In a study published in Science today, Berger and his colleagues put several of these strands together and use NLP to predict mutations that allow viruses to avoid being detected by antibodies in the human immune system, a known process. known as viral immune leakage. The basic idea is that the interpretation of a virus by an immune system is analogous to the interpretation of a sentence by a human.
“It’s a neat document, building on the momentum of previous work,” says Ali Madani, Salesforce Scientist, who is use NLP to predict protein sequences.
Berger’s team uses two different linguistic concepts: grammar and semantics (or meaning). The genetic or evolutionary ability of a virus – characteristics such as its ability to infect a host – can be interpreted in terms of grammatical correctness. A successful infectious virus is grammatically correct; failure is not.
Likewise, mutations in a virus can be interpreted in terms of semantics. Mutations that make a virus appear different from what is in its environment – such as changes in its surface proteins that make it invisible to certain antibodies – have changed its meaning. Viruses with different mutations can have different meanings, and a virus with different meaning may need different antibodies to read it.
To model these properties, the researchers used an LTSM, a type of neural network that predates the transformer-based ones used by large language models like GPT-3. These older networks can be trained on much less data than Transformers and still perform well for many applications.
Instead of millions of sentences, they trained the NLP model out of thousands of genetic sequences from three different viruses: 45,000 unique sequences for an influenza strain, 60,000 for an HIV strain, and between 3,000 and 4,000 for a strain of Sars-Cov -2, the virus that causes covid-19. “There is less data on the coronavirus because there is less surveillance,” says Brian Hie, an MIT graduate student who built the models.
NLP models work by encoding words in a mathematical space such that words with similar meanings are closer to each other than words with different meanings. This is called an integration. For viruses, the inclusion of genetic sequences grouped viruses together based on the similarity of their mutations. This makes it easy to predict which mutations are more likely for a particular strain than for others.
The general objective of the approach is to identify mutations that could allow a virus to escape an immune system without making it less infectious, i.e. mutations that change the meaning of a virus without making it grammatically incorrect.
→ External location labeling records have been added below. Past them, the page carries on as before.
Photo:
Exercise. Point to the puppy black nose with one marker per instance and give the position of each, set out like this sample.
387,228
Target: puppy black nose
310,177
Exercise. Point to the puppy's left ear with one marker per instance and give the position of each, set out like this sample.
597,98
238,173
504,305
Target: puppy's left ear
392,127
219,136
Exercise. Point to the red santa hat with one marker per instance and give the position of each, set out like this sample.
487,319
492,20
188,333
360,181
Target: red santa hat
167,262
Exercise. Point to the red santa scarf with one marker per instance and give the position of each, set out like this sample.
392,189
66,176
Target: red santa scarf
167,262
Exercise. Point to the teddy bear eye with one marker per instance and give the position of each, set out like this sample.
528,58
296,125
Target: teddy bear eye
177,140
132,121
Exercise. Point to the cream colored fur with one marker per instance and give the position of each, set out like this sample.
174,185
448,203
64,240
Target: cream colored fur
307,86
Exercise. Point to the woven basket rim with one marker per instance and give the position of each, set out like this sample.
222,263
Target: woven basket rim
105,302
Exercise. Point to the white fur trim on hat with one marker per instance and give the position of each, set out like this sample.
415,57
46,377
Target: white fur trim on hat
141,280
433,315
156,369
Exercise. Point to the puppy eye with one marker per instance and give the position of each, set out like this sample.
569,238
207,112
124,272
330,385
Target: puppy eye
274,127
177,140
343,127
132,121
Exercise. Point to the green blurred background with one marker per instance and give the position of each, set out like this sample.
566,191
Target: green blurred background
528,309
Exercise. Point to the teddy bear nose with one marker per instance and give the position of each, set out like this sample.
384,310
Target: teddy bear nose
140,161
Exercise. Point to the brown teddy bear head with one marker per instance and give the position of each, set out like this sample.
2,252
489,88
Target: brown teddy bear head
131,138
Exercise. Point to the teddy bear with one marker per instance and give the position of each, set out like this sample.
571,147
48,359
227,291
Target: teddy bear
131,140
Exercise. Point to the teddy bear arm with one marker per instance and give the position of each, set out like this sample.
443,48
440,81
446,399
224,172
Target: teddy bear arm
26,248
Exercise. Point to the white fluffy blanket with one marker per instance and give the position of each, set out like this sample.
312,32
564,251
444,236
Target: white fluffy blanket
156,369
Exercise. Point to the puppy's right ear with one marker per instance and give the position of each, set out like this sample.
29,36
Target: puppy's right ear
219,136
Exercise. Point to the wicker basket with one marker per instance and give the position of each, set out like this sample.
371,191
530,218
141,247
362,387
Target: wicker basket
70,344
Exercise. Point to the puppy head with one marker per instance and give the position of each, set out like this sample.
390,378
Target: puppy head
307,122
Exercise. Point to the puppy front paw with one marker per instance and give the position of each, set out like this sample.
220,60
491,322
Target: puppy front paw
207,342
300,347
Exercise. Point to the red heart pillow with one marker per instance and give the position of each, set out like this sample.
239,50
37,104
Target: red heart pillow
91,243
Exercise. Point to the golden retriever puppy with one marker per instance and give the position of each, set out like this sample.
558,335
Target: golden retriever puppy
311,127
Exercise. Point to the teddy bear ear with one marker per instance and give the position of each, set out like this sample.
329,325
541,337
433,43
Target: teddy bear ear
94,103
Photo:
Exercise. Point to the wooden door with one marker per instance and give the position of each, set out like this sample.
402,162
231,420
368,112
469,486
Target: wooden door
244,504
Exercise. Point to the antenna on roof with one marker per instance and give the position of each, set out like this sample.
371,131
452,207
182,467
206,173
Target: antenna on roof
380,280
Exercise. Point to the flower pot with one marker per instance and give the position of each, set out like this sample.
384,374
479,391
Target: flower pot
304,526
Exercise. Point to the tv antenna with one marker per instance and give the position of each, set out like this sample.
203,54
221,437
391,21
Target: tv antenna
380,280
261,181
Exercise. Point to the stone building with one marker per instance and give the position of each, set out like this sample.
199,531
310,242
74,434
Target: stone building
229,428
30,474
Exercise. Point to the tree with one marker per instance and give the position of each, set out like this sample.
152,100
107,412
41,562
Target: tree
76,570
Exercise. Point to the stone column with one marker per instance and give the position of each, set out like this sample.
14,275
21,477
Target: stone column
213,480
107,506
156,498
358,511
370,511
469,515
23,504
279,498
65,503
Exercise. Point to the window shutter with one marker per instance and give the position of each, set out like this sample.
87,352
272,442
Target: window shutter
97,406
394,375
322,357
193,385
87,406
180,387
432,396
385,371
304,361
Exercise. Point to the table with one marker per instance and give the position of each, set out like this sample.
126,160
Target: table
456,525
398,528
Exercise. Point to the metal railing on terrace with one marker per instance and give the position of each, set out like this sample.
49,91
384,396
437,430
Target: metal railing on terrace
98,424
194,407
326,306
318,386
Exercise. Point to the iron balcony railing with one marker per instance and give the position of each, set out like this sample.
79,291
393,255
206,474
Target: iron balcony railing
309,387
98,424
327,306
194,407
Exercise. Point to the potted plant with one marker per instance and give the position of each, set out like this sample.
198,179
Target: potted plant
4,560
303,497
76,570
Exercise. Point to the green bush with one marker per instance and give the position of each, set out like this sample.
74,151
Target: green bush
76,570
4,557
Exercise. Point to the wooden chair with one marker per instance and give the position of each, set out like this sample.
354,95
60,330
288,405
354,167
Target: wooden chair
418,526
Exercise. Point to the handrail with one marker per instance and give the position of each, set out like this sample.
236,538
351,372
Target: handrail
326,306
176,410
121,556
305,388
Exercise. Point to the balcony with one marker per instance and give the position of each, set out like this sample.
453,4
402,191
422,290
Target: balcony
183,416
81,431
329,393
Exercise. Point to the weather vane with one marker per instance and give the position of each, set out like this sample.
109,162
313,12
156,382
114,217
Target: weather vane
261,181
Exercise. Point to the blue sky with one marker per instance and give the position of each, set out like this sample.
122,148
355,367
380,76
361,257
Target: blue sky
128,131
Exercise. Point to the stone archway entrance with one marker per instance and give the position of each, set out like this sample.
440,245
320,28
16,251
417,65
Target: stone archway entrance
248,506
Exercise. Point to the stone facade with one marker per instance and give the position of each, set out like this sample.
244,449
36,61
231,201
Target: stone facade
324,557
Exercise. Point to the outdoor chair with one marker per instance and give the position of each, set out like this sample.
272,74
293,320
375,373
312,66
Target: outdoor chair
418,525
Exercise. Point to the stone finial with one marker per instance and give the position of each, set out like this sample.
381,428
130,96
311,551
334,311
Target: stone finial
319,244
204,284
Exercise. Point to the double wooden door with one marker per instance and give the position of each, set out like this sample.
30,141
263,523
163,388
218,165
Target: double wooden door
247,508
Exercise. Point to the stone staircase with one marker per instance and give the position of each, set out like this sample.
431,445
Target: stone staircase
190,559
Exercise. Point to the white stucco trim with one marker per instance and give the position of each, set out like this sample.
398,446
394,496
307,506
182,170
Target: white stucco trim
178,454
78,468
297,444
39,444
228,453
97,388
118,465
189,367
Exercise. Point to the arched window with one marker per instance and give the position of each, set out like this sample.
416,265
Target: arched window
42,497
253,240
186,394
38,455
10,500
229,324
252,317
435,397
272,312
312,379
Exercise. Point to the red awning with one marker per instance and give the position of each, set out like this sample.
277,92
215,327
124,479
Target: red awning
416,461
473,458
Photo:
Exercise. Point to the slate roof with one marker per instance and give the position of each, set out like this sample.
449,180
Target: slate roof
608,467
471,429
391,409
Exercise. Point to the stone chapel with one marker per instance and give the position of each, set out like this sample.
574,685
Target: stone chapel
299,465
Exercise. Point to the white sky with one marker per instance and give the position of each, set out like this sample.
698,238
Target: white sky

To test the tool, the team used a common metric to rate predictions made by machine learning models that score accuracy on a scale between 0.5 (no better than chance) and 1 (perfect). . In this case, they took the main mutations identified by the tool and, using real viruses in a lab, verified how many of them were true escape mutations. Their results ranged from 0.69 for HIV to 0.85 for a strain of coronavirus. This is better than the results of other high-tech models, they say.
Knowing what mutations might occur could help hospitals and public health authorities plan more easily. For example, asking the model to tell you how much a strain of influenza has changed in significance since last year would give you an idea of how well the antibodies people have already developed are going to work this year.
The team says they are now running models on new variants of the coronavirus, including the so-called British mutation, the Danish mink mutation and variants from South Africa, Singapore and Malaysia. They have found a high potential for immune evasion in almost all of them, although this has not yet been tested in nature. One exception is the so-called South African variant, which has raised concerns that it may not be able to escape vaccines but was not reported by the tool. They are trying to figure out why.
Using NLP speeds up a slow process. Previously, the virus genome taken from a covid-19 patient in hospital could be sequenced and its mutations recreated and studied in a laboratory. But it can take weeks, says Bryan Bryson, a biologist at MIT, who also works on the project. The NLP model immediately predicts potential mutations, which concentrates lab work and speeds it up.
“It’s an amazing time to work on this,” says Bryson. New viral sequences come out every week. “It’s great to simultaneously update your model and then run to the lab to test it in experiments. It’s the best of computational biology, ”he says.
But this is only the beginning. Treating genetic mutations as changes in meaning could be applied in different ways across biology. “A good analogy can go a long way,” says Bryson.
For example, Hie believes their approach can be applied to drug resistance. “Think of a cancer protein that acquires resistance to chemotherapy or a bacterial protein that acquires resistance to an antibiotic,” he says. These mutations can again be thought of as shifts in meaning: “There are many creative ways to begin to interpret language patterns.”
“I think synthetic biology is on the cusp of a revolution,” says Madani. “We are now moving from just collecting data to learning to understand it in depth.”
Researchers are observing the progress of NLP and brainstorming new analogies between language and biology to take advantage of it. But Bryson, Berger, and Hie believe this cross could go both ways, with new NLP algorithms inspired by concepts from biology. “Biology has its own language,” says Berger.